Is there no one at MLB HQ with any common sense?
I’ve written here previously about MLB’s apparent insistence, in recent years, to play every single game as scheduled, completing nine innings, rarely postponing or suspending games even when common sense would indicate doing those sorts of things.
Two ridiculously long rain delays happened this past weekend, and neither one of them involved the Cubs, but I wanted to weigh in on what happened in St. Louis and Oakland.
The White Sox and Cardinals met Saturday afternoon at Busch Stadium. The game went into extra innings, and the Sox took a 6-5 lead in the top of then 10th. In the bottom of the inning, the Cardinals loaded the bases with the placed runner, a single and a fielder’s choice.
One out later, it started to rain. Hard.
Look at how hard it was raining! [VIDEO]
The teams played at least one full and one partial at-bat in that rain. That’s John Brebbia striking out Masyn Winn for the second out of the inning.
And then they kept playing! Brebbia got strike one on Nolan Gorman. Only then was the tarp pulled.
And they waited… and waited… and waited some more, as waves and waves of heavy thunderstorms pounded downtown St. Louis. They waited three hours and three minutes and resumed play.
Why on Earth would you do that? The teams had another game Sunday. Here’s what I would do in situations like that; Wait one hour, if it’s not clearing out soon, suspend the game and finish the next day.
But they didn’t. When the game resumed, pinch-hitter Ivan Herrera and reliever Tanner Banks picked up the at-bat. Before I continue the weather talk, let’s look at how badly plate umpire CB Bucknor called those pitches:
Pitch 1 was the one before the delay. Pitch 3 should have ended the game — that’s clearly a strike. Then there was a second foul ball, and Bucknor called pitch 5 strike three — that’s clearly a ball. So Bucknor got two calls wrong in this plate appearance, but in the end the result of the at-bat was the same — a strikeout. Yeesh, can’t we get the challenge system already?

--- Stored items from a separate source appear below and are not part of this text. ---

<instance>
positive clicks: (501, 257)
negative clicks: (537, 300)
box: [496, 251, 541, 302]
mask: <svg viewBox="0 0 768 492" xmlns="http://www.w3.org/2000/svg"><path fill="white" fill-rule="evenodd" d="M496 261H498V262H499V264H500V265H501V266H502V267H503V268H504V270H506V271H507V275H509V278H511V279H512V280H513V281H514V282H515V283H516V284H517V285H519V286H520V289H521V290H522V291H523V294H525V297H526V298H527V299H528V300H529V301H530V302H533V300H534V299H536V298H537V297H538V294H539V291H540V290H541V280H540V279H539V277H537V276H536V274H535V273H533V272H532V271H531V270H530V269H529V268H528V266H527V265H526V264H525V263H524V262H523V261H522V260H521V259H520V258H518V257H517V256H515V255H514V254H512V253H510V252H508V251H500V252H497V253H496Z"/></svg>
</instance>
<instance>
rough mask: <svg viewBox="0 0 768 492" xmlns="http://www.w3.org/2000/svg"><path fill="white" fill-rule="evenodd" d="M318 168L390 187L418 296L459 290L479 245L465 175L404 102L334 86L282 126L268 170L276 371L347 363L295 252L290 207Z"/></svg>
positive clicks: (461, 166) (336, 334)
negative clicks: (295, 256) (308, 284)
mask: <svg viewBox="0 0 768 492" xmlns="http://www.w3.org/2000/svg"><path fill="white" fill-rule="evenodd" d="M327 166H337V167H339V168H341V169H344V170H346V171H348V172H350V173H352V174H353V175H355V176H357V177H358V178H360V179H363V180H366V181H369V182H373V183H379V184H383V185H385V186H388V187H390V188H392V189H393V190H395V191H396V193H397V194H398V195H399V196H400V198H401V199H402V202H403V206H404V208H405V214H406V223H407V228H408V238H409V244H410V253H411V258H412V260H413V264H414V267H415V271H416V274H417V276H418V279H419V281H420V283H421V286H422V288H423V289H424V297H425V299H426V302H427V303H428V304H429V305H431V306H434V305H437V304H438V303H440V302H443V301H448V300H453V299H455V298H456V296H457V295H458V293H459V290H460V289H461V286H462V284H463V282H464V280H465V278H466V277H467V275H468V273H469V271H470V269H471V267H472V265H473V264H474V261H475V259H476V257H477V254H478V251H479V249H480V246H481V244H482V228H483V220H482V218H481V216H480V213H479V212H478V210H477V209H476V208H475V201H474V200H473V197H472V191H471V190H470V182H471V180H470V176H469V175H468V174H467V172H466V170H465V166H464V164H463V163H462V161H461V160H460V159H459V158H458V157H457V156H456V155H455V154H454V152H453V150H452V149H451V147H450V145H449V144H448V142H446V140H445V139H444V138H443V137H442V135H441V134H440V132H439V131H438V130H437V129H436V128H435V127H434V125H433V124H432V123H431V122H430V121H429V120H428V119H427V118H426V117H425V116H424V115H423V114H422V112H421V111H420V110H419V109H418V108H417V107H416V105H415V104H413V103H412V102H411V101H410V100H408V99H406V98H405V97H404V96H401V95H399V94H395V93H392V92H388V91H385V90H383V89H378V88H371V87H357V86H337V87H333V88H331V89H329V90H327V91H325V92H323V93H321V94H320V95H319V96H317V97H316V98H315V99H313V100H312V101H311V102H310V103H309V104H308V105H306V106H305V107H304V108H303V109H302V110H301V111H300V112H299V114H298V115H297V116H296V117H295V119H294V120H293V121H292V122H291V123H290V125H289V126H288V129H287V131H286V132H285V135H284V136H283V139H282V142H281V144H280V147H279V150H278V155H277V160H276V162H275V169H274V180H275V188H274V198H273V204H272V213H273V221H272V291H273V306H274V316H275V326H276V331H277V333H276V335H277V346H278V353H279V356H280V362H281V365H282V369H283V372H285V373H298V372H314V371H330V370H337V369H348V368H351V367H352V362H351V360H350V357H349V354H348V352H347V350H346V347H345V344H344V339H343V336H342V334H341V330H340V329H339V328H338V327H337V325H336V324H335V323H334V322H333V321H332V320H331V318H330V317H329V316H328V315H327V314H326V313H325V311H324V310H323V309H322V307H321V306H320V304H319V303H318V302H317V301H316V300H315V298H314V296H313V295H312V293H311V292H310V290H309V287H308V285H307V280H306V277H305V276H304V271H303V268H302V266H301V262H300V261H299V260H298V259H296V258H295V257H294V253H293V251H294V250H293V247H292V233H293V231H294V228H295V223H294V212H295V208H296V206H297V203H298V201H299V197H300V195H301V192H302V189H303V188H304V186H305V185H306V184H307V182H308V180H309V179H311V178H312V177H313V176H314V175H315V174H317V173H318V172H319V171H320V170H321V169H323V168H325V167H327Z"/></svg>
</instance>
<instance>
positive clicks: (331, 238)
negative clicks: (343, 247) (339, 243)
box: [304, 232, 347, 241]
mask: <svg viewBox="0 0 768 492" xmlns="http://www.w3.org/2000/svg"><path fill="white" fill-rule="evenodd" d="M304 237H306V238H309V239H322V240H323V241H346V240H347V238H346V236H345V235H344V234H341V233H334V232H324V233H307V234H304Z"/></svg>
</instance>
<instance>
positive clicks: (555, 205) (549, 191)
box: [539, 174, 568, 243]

Back to the weather. The time of the game was 3:12. The delay was 3:03. The game started at 1:17, so it ended at 7:32. That means by the time the players got dressed and back to the team hotel (Sox) or home (Cardinals), it’s probably 9 or 9:30 and they’ve got a 1:15 game the next day. Suspend this thing after an hour and resume at 12:05 and, well, at least the players get more rest.
Don’t talk to me about fans here. I watched the end of this game. They showed some of the fans in the stands during that last at-bat. There were fewer than 100 left. Everyone left! No one wanted to wait three hours!
For a situation like this, with heavy storms coming through and no end in sight: An hour wait, then suspend the game. Waiting like this is just ridiculous.
In Oakland on Saturday, a heavy rain event — rare, incidentally, in northern California in early May — passed through and they delayed the start of the Marlins/A’s game three hours, 23 minutes. A scheduled 1:05 start instead had the game begin at 4:30.
Don’t talk to me about fans here either. All of you know the A’s aren’t drawing anyway and there aren’t fans traveling hours and hours to get to this particular game. There likely weren’t a lot of Marlins fans traveling from south Florida to Oakland, either.
With a 2:43 game time, that had the game ending after 8 p.m. local time — again, with a day game Sunday. Why not just postpone this and play a doubleheader Sunday? Attendance was announced as 7,809 and again, I watched part of this game and there couldn’t have been more than 1,000 in the seats. Maybe a doubleheader, two for the price of one, brings a few more people out on Sunday? (Which was, incidentally, a bright, sunny day in Oakland.) There weren’t travel issues here — the Marlins headed to Los Angeles after the Oakland series, a one-hour flight for a night game Monday, and the A’s remained home.
To sum up, I simply do not understand the reasoning behind these delays of three hours or more. At a certain point I think MLB and the MLBPA need to be more respectful of players, gameday staff and fans. Having a game end seven hours after its scheduled start because of weather isn’t that. Baseball has done quite a bit to shorten games over the last few years, with the pitch timer shaving nearly 30 minutes off the average game time, and the placed runner in extras (something I’d rather not see, incidentally) ending most games by the 11th or 12th inning.
Why should weather delays be any different? An hour — two at most if it’s clear the weather’s going to move out — then suspend or postpone.